Mary Roach (my favorite science writer) at Powells, City of Books (my favorite bookstore). Was it just a beautiful dream?
Actually, it was a pretty hilarious author event. Mary Roach, famous for her bestseller Stiff, and author of Packing for Mars, is on tour this April to promote her newest book about the human digestive system, Gulp.
I was lucky enough to go to the author event last week at Powell’s– or as she told the crowd she had been thinking of it as all day, Bowels. I didn’t know whether to be amused by that or irritated that such a lovely bookstore should receive such an embarrassing moniker.

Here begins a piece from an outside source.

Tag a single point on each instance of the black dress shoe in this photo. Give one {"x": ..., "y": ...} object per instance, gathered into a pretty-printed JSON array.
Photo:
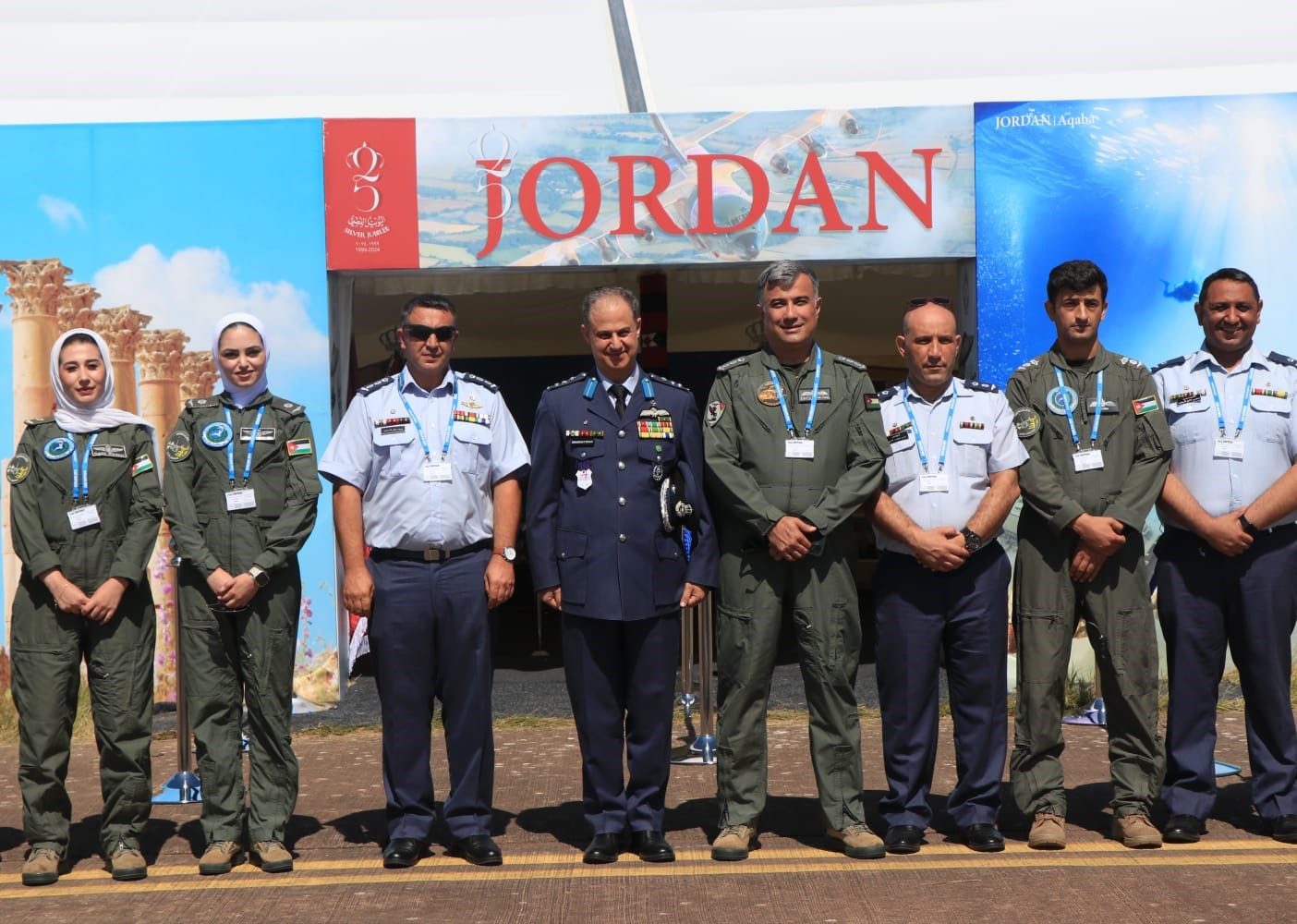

As my blurry iPhone photos show, I was close enough to touch her! *Fangirl squeal.*
@mary_roach ready to take stage @Powells city of books. pic.twitter.com/563WsOgRms
— GeekyLibrary (@GeekyLibrary) April 10, 2013
I was very happy to discover that Mary Roach is as entertaining a speaker as she is an author as she regaled us from stories from her newest book.
“I am always interested in things other people think are off-putting,” she said at one point, and I feel that statement is one many people can relate to. Or, at least, many geeks.
All too soon the evening was wrapping up…
Spit, stomach, sphincter… And now we are ready for questions! (@powells author event with @mary_roach)
— GeekyLibrary (@GeekyLibrary) April 10, 2013
Of course, then I stood in line to get my Mary Roach books signed. I have no idea what she thought of the copy of Gulp I handed her– I always mark quotes with sticky notes, but her books have more than most.
However, I was even happier to get a well-read paperback copy of Stiff signed.
I read Stiff; The Curious Lives of Human Cadavers back in 2003 when I was in high school (School of Science and Technology), and until then, I didn’t really realize that there were options (other than being a scientist) for people who liked science.
There were plenty of influences that made me choose to major in Journalism, but her hilarious, yet informative writing was definitely an eye-opener.
Mary Roach is a writer, but she obviously likes science. The weirder, the better.